Die Leistungen der Autoren haben sich inzwischen sogar verbessert. «The Good Wife» ist in seinen gerichtlichen Fällen nicht mehr so kompliziert und mit Fachjargon beladen, dass es manchmal wie ein Overkill wirkt. Man hält sich mit dramatischen Twists größtenteils zurück und man fokussiert sich häufiger auf die Geschichte hinter dem Gerichtsfall. Das hat zum Vorteil, dass die Drehbücher endlich mit Thrill und Comedy aufwarten und sogar exzentrische Charaktere einführen können, welche die Story auflockern. Im Gerichtssaal ist es selten möglich, durch die Kreuzverhöre Spannung zu kreieren, wenn diese nur als Teil einer kleinen Story fungieren und nicht als entscheidender Moment, wie zum Beispiel in «Eine Frage der Ehre». Den Autoren gelingt es auch, das Verwischen der Grenze zwischen Gut und Böse fortzusetzen. Das wird besonders ersichtlich, wenn Lockhart/Gardner in der aktuellen Staffel schon eine Handvoll schuldige Klienten verteidigen muss, und die Gesetzeslage demnach undurchsichtig ist. Selbiges gilt für den Urteilsspruch am Ende eines Gerichtsfalls: Diese bleiben unvorhersehbar und eröffnen multiple emotionale Geschichten für die Charaktere. Wenn die Autoren denn mal anfangen würden, die Auswirkungen der Fälle auf die jeweils nächsten Episoden zu übertragen...

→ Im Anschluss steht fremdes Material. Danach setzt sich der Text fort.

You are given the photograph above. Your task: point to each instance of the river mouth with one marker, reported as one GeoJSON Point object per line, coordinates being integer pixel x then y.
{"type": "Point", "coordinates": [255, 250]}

Die Darsteller überzeugen ebenfalls, auch wenn man sich von Josh Charles wünschen würde, ab und zu mit einem fröhlichen Gesicht umherzulaufen. So tief ist seine Story bisher nicht gekommen, dass er schon jetzt unter einer symbolischen dunklen Wolke laufen muss. Ansonsten ist zu sagen, dass «The Good Wife» sich am Sonntagabend auf CBS zwischen «The Amazing Race» und «CSI: Miami» den „Umständen entsprechend“ akzeptabel schlägt. Obwohl sich seit Anfang Oktober ein kleiner Abwärtstrend bemerkbar macht, sind die (wenigen) Zielgruppenzuschauer immer noch in der Lage den Appeal der Serie zu finden. «The Good Wife» scheint nicht mehr unbedingt die Serie zu sein, welche das älteste Publikum des kompletten Fernsehprogramms anzieht, stattdessen kämpft die Serie sich wacker durch den Sonntag. Theoretisch existiert kein Grund zur Sorge für eine Verlängerung. In der Praxis kommt es darauf an, wie viele Serienpiloten CBS für das nächste Jahr bestellt.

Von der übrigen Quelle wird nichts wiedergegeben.